We then moved into trot with the same exercise. We did alright, but had a few crabby moments. We came back down to the walk and worked on getting her OFF MY LEG. Then I asked her for trot again and she stopped and threatened. Then she kicked out, once, twice and finally a GIANT kick out and a sluggish, pent up trot. It wasn't our finest moment. The girl on the bay grinned at me as we went by. "Wow, she can really get her hind end up there." The kick on the video yesterday was nothing compared to last night's temper tantrum.
However, we survived. And we even went on to canter. In a group lesson. Yeah!
I learned a few things last night about group lessons and me.
1. Steering becomes much more important.
2. Forward becomes much more important because you can't steer a cantering horse in a 15 meter circle to avoid a wreck if you don't have forward.
3. Harder than cantering a 15 meter circle is trying to canter said circle and having pony drop into a head straight up in the air out of control trot.
4. Group lessons are an hour and 15 minutes where privates are only 45 minutes.
5. You spend more time trotting and cantering and working because sometimes she's said 'Canter' but she's not even going to look at you for ten more minutes.
6. I am still embarrassed about my pony's mounting block skills. I must work on this immediately.

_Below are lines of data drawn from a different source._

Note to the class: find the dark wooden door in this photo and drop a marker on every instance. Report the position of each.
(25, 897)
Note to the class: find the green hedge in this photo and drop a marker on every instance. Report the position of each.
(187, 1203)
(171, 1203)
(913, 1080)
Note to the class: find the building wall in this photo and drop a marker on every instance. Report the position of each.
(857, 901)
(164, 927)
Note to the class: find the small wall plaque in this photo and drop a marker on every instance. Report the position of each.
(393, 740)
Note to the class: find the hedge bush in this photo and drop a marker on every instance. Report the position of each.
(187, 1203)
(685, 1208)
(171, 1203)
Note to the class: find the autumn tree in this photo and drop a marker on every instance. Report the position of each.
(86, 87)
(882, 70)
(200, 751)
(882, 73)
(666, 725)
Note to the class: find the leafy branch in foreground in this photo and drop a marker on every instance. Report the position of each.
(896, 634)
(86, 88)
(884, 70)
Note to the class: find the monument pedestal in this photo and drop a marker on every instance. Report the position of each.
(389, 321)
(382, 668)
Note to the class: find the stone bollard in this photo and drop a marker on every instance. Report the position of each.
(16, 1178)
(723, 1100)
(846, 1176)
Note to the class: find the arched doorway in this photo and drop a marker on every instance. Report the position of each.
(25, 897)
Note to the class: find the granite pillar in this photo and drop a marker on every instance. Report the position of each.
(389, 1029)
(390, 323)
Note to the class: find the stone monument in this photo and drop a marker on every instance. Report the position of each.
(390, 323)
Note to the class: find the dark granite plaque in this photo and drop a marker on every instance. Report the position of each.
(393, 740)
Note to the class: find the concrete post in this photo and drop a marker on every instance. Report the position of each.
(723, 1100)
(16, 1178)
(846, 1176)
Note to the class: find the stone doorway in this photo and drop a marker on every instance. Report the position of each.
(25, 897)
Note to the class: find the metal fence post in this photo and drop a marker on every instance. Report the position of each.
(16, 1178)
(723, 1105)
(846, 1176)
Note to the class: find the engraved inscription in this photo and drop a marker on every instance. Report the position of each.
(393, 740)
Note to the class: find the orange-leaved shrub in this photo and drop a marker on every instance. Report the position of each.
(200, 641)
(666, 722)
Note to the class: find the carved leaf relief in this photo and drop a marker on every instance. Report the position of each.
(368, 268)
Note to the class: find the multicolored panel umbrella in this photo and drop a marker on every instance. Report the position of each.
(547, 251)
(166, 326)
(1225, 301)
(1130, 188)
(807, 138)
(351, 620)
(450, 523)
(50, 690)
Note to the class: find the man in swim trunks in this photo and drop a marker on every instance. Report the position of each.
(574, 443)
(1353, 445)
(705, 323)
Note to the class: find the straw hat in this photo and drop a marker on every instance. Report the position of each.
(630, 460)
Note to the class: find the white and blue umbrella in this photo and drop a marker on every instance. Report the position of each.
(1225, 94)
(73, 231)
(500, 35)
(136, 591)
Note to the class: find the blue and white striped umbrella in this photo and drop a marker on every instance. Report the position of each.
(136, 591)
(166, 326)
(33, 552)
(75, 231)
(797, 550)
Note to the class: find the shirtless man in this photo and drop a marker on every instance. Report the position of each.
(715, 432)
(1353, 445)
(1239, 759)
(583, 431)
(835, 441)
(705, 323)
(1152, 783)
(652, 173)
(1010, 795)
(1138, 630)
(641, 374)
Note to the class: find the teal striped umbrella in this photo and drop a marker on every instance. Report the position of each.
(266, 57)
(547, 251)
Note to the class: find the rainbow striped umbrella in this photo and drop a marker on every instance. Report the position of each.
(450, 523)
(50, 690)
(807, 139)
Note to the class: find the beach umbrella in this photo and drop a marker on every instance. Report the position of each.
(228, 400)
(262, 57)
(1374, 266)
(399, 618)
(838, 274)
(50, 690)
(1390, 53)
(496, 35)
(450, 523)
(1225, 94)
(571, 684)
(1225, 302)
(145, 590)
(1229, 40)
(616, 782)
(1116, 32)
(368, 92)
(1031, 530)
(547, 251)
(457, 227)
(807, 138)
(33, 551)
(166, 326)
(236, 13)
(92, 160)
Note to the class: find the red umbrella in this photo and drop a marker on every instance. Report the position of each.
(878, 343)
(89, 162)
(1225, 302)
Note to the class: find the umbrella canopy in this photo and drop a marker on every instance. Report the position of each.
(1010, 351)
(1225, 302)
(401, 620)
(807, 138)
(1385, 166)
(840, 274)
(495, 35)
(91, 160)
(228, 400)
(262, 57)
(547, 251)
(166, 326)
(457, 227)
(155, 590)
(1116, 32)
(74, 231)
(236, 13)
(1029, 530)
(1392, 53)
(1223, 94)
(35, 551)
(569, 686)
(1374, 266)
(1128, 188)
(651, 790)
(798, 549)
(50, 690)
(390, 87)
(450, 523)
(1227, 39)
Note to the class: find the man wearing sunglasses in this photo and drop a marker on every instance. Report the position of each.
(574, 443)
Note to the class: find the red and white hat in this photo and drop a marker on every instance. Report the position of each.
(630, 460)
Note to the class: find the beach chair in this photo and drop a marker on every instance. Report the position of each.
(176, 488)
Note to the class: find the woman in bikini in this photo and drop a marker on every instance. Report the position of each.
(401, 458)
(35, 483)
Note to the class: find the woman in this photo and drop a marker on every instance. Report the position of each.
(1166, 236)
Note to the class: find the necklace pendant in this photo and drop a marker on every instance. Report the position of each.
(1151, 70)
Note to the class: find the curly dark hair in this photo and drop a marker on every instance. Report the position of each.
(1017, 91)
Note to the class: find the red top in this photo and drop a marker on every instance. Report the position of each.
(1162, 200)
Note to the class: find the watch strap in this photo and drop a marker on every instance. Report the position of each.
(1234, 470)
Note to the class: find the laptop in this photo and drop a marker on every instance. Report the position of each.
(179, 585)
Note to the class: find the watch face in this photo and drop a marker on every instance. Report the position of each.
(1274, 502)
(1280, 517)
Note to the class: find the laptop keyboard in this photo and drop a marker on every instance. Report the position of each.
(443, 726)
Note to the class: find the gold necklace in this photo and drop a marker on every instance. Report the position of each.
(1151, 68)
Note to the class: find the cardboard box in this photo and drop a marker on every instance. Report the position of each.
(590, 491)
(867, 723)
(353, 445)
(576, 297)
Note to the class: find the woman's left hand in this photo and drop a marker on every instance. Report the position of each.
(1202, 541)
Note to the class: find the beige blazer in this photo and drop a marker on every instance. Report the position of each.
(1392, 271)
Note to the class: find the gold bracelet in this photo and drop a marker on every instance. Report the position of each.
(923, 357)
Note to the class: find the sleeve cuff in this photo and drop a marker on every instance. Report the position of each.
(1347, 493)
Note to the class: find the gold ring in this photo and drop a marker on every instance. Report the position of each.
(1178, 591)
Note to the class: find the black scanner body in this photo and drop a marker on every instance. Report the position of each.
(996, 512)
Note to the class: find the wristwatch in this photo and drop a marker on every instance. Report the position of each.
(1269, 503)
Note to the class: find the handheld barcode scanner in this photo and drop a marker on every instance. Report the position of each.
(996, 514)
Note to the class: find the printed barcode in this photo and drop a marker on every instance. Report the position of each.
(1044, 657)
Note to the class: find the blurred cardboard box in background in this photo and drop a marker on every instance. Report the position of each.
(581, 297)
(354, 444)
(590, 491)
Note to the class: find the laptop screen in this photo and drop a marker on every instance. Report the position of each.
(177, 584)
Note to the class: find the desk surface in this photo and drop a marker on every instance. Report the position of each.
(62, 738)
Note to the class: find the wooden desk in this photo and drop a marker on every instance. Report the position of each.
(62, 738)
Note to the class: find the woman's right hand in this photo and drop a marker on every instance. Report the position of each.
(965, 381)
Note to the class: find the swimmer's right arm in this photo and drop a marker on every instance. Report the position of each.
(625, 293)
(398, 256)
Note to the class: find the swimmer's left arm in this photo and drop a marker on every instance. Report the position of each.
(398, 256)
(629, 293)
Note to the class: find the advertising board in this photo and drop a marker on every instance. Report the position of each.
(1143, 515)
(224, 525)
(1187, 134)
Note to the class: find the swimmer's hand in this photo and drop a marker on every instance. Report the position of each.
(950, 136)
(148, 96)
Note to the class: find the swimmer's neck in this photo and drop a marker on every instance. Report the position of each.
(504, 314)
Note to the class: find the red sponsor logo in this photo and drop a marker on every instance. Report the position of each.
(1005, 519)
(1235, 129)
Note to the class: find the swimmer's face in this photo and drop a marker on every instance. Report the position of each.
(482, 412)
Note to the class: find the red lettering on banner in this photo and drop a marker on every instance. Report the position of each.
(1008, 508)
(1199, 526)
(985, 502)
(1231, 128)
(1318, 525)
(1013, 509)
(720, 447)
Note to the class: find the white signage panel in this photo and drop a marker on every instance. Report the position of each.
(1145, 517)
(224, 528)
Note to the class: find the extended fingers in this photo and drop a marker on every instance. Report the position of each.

Self portraits are hard when the pony's head is so much bigger than mine! |
G does that very same thing at the mounting block it makes me crazy what i do is have him in between the mounting block and the wall in a tight space that he hates so he cant move his but out to the side or side step the mounting block. I ride by myself so we have to tackle the mounting issue as well, we do circles or i will make him stand there with me sitting on the mounting block until he gets bored of being a pain and lets me get on with minimal drama. lol Good luck!! Riding in a full arena definatly teaches you to multi task and really emphasizes having control of your horse!